O governo do presidente dos Estados Unidos, Donald Trump, afirmou neste domingo (23) que a guerra comercial terá impacto “devastador” sobre o Canadá. A advertência ocorreu após Washington aplicar tarifas de 50% a cerca de US$ 20 bilhões (R$ 103,2 bilhões) em produtos canadenses, volume equivalente a 5,5% das exportações do país aos americanos.
As novas taxas entraram em vigor depois que as negociações entre Washington e Ottawa fracassaram na noite de sexta-feira (21). Trump reagiu à retaliação canadense pela Truth Social: “O Canadá quer os benefícios de ser um estado, sem ser um!!!”. Em seguida, acrescentou: “Eles também cobraram de nossos grandes agricultores, durante muitos anos, tarifas altíssimas. Chega!!!”.

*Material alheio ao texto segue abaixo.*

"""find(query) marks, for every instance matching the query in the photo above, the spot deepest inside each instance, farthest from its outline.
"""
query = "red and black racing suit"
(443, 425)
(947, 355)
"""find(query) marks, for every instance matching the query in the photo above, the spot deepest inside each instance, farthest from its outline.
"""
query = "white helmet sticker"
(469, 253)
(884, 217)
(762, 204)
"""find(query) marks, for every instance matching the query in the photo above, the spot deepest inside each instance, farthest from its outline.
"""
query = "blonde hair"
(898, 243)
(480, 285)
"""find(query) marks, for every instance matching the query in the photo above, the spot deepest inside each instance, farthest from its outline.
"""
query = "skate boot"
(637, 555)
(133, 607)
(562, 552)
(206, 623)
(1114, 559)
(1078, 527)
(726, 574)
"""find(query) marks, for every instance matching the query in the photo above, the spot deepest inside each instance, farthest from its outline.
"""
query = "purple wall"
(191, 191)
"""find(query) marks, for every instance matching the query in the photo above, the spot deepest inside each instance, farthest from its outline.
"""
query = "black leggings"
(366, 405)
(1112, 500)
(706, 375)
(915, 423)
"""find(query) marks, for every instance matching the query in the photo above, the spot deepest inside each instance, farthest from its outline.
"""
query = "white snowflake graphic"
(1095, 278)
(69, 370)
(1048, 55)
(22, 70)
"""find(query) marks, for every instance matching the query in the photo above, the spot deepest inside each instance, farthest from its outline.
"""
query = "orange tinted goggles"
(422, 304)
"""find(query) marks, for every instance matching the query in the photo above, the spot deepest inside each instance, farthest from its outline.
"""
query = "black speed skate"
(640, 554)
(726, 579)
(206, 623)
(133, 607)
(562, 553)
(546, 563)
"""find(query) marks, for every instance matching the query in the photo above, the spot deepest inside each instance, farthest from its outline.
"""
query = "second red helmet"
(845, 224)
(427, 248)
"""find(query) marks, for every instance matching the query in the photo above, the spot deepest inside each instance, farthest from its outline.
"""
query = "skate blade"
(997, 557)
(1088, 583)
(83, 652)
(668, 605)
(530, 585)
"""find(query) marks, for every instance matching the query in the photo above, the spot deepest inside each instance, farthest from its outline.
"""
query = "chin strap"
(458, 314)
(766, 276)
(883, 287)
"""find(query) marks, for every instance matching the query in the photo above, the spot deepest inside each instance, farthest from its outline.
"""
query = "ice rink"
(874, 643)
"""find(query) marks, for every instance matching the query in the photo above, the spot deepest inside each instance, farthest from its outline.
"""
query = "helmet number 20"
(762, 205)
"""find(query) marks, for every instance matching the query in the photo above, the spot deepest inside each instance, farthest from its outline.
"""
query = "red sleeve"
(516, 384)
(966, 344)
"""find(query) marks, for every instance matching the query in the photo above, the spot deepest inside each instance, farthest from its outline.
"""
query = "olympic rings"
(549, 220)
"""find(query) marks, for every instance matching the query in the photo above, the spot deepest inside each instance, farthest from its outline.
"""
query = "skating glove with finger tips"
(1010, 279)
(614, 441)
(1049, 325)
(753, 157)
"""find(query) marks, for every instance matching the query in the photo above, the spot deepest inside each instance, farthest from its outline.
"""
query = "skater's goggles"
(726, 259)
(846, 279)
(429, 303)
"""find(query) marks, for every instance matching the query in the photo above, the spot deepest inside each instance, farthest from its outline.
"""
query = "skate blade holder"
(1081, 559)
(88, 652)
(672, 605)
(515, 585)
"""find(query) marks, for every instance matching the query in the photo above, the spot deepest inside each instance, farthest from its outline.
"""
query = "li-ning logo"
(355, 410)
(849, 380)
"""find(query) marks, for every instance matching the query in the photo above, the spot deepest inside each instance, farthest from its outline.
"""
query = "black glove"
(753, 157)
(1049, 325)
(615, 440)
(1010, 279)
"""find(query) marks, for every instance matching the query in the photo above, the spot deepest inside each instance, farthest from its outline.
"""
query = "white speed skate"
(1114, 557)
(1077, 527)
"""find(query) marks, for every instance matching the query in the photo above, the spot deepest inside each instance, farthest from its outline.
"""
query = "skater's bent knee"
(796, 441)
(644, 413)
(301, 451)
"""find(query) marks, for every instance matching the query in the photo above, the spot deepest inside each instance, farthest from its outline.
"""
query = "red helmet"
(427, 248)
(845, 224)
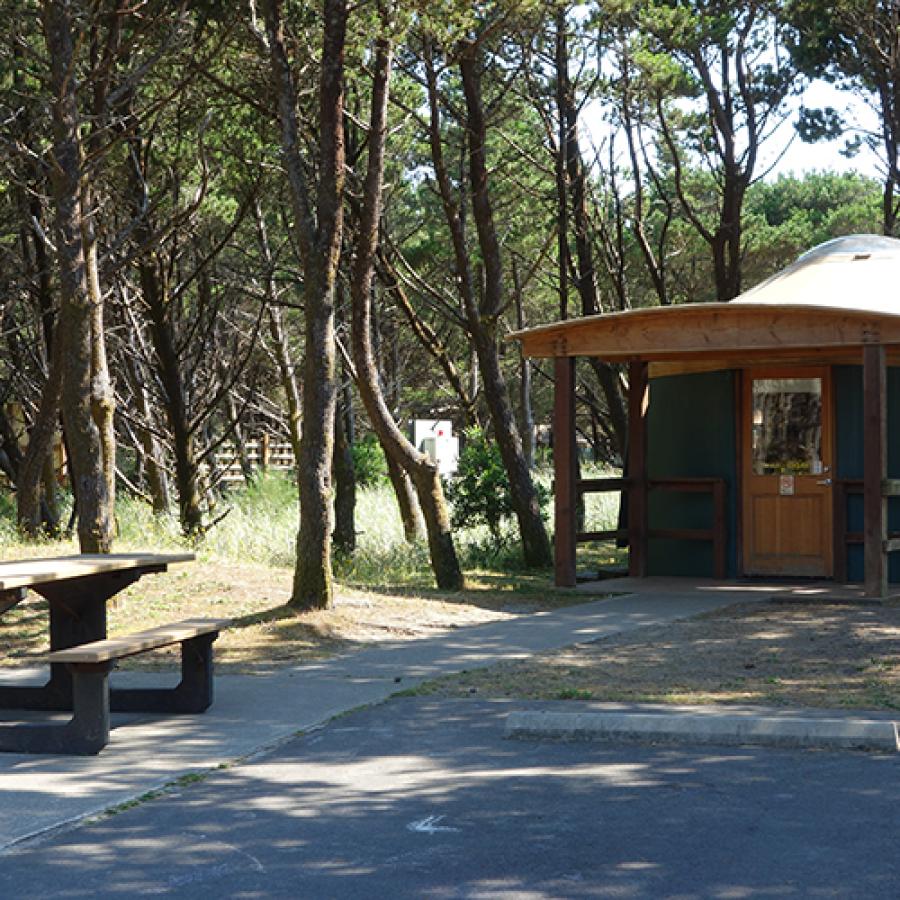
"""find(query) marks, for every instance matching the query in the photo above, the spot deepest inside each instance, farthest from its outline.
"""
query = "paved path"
(424, 798)
(252, 713)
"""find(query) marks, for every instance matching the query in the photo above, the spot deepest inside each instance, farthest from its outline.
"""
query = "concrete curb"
(715, 728)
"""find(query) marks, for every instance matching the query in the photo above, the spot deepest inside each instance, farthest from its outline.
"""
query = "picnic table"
(77, 589)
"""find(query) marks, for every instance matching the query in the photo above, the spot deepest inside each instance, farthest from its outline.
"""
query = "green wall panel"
(691, 434)
(847, 381)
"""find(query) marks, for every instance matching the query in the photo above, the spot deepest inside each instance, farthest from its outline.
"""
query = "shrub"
(369, 464)
(480, 491)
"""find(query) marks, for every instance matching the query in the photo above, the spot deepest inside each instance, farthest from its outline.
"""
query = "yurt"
(764, 433)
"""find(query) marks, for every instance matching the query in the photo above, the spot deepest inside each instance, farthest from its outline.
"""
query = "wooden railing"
(717, 534)
(261, 454)
(843, 488)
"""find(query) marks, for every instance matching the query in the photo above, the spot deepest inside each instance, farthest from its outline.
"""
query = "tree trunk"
(77, 321)
(422, 472)
(344, 536)
(319, 233)
(40, 445)
(277, 333)
(483, 324)
(525, 406)
(410, 514)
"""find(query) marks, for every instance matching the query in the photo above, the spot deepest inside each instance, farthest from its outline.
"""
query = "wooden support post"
(839, 519)
(565, 469)
(638, 398)
(874, 469)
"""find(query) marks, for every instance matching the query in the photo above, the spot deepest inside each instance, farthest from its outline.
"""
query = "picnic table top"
(26, 572)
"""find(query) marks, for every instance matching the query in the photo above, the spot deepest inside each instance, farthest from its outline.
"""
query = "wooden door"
(787, 472)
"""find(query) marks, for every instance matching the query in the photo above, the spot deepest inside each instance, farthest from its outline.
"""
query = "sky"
(823, 155)
(774, 160)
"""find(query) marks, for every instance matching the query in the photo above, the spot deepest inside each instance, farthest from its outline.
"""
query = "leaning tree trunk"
(410, 514)
(318, 228)
(421, 470)
(40, 445)
(483, 324)
(344, 536)
(75, 331)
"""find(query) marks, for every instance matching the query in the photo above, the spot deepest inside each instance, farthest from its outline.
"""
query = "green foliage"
(480, 491)
(369, 464)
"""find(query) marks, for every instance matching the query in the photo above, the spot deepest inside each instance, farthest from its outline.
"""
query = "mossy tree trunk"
(420, 469)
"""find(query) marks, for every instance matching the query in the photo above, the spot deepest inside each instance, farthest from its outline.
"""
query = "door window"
(787, 426)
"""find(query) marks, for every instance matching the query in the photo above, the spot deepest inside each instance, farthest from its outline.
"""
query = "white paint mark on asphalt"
(430, 825)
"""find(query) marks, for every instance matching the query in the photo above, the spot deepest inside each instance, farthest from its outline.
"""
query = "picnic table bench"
(81, 656)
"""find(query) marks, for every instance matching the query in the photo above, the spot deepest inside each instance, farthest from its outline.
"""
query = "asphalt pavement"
(424, 798)
(252, 713)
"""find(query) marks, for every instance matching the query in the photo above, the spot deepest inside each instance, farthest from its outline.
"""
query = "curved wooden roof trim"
(738, 330)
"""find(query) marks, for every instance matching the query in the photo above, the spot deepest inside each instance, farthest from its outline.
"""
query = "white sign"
(435, 438)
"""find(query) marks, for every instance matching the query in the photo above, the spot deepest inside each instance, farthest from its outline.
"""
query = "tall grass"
(258, 523)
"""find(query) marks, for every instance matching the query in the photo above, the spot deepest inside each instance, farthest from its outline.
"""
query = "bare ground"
(804, 654)
(812, 653)
(267, 633)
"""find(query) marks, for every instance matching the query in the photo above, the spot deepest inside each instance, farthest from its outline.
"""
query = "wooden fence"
(261, 453)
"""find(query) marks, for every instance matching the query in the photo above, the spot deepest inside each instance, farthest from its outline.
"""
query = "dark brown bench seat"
(93, 700)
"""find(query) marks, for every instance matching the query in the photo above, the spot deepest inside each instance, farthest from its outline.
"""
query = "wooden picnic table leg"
(194, 693)
(77, 616)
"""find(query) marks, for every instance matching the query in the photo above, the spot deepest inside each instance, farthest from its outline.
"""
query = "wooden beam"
(874, 470)
(638, 401)
(587, 537)
(711, 330)
(565, 470)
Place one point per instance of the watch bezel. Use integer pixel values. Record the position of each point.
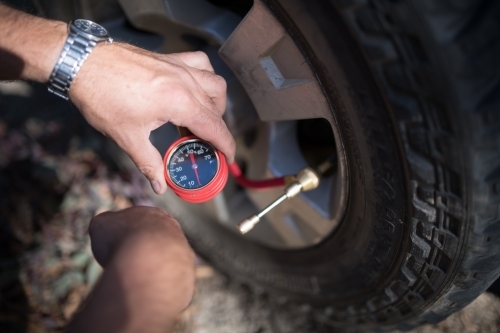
(74, 29)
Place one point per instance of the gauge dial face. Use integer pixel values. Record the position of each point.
(193, 164)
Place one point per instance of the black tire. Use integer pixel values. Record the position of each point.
(420, 236)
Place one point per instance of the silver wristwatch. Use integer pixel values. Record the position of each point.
(83, 37)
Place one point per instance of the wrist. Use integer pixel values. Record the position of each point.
(42, 57)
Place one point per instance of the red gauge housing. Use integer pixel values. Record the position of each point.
(205, 192)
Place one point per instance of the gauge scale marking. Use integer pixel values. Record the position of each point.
(193, 164)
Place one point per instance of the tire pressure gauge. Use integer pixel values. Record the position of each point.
(194, 169)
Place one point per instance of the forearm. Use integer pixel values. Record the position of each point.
(29, 45)
(148, 275)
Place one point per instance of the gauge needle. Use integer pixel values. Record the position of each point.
(195, 167)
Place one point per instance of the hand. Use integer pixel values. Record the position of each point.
(148, 274)
(109, 231)
(126, 92)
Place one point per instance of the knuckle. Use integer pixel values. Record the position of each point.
(219, 82)
(201, 56)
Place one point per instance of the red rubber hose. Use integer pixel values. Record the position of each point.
(243, 181)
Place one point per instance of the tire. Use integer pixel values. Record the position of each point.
(414, 87)
(419, 239)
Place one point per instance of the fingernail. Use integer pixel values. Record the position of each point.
(156, 186)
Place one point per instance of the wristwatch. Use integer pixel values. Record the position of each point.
(83, 36)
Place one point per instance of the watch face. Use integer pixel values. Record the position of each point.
(90, 28)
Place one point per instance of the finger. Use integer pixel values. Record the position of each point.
(196, 59)
(148, 160)
(214, 86)
(210, 127)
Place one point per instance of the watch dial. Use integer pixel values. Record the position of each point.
(90, 28)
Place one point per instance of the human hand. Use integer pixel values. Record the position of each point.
(148, 276)
(111, 230)
(126, 92)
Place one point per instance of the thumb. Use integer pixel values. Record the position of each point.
(149, 161)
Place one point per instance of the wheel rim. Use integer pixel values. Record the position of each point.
(279, 81)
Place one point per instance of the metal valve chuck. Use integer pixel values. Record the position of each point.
(307, 179)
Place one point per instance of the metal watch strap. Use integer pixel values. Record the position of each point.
(74, 53)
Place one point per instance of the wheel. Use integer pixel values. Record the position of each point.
(405, 96)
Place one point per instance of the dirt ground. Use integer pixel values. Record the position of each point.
(54, 176)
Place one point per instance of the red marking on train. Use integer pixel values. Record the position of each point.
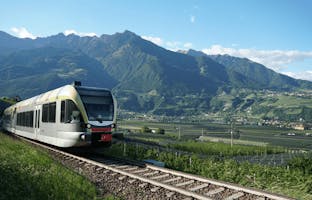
(106, 137)
(106, 129)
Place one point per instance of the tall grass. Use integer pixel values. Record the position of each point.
(30, 173)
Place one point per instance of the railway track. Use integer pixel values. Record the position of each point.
(169, 183)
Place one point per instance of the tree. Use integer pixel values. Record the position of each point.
(145, 129)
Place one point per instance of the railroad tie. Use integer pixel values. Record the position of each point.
(122, 166)
(98, 169)
(159, 177)
(114, 174)
(215, 191)
(131, 181)
(140, 171)
(130, 168)
(151, 173)
(171, 180)
(185, 183)
(235, 196)
(155, 189)
(143, 185)
(198, 187)
(122, 177)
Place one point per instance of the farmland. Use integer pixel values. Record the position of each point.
(260, 156)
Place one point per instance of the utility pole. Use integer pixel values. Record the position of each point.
(231, 134)
(179, 132)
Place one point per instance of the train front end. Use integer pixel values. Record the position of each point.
(100, 110)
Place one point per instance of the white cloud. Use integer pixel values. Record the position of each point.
(306, 75)
(22, 33)
(70, 31)
(188, 45)
(155, 40)
(192, 18)
(274, 59)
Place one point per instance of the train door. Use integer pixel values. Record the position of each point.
(13, 121)
(37, 121)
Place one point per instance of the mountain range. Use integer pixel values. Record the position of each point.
(144, 77)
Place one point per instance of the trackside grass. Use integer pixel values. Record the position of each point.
(30, 173)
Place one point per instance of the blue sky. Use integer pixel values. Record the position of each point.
(276, 33)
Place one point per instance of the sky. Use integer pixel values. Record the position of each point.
(276, 33)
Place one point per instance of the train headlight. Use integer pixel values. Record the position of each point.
(83, 137)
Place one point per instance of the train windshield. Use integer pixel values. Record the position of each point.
(99, 105)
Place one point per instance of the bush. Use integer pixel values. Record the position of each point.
(145, 129)
(160, 131)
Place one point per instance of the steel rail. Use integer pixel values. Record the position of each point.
(123, 171)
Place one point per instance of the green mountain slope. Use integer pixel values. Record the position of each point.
(143, 76)
(30, 72)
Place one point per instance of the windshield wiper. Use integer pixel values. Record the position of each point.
(99, 119)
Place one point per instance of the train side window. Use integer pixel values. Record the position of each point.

O secretário de Transportes dos EUA, Sean Duffy, disse à Fox News que o Canadá cometeria uma “insensatez” se acreditasse que poderia vencer o confronto. Os Estados Unidos recebem cerca de 70% das exportações canadenses. “O Canadá se beneficia muito mais do comércio com os EUA do que os EUA se beneficiam do comércio com o Canadá”, afirmou.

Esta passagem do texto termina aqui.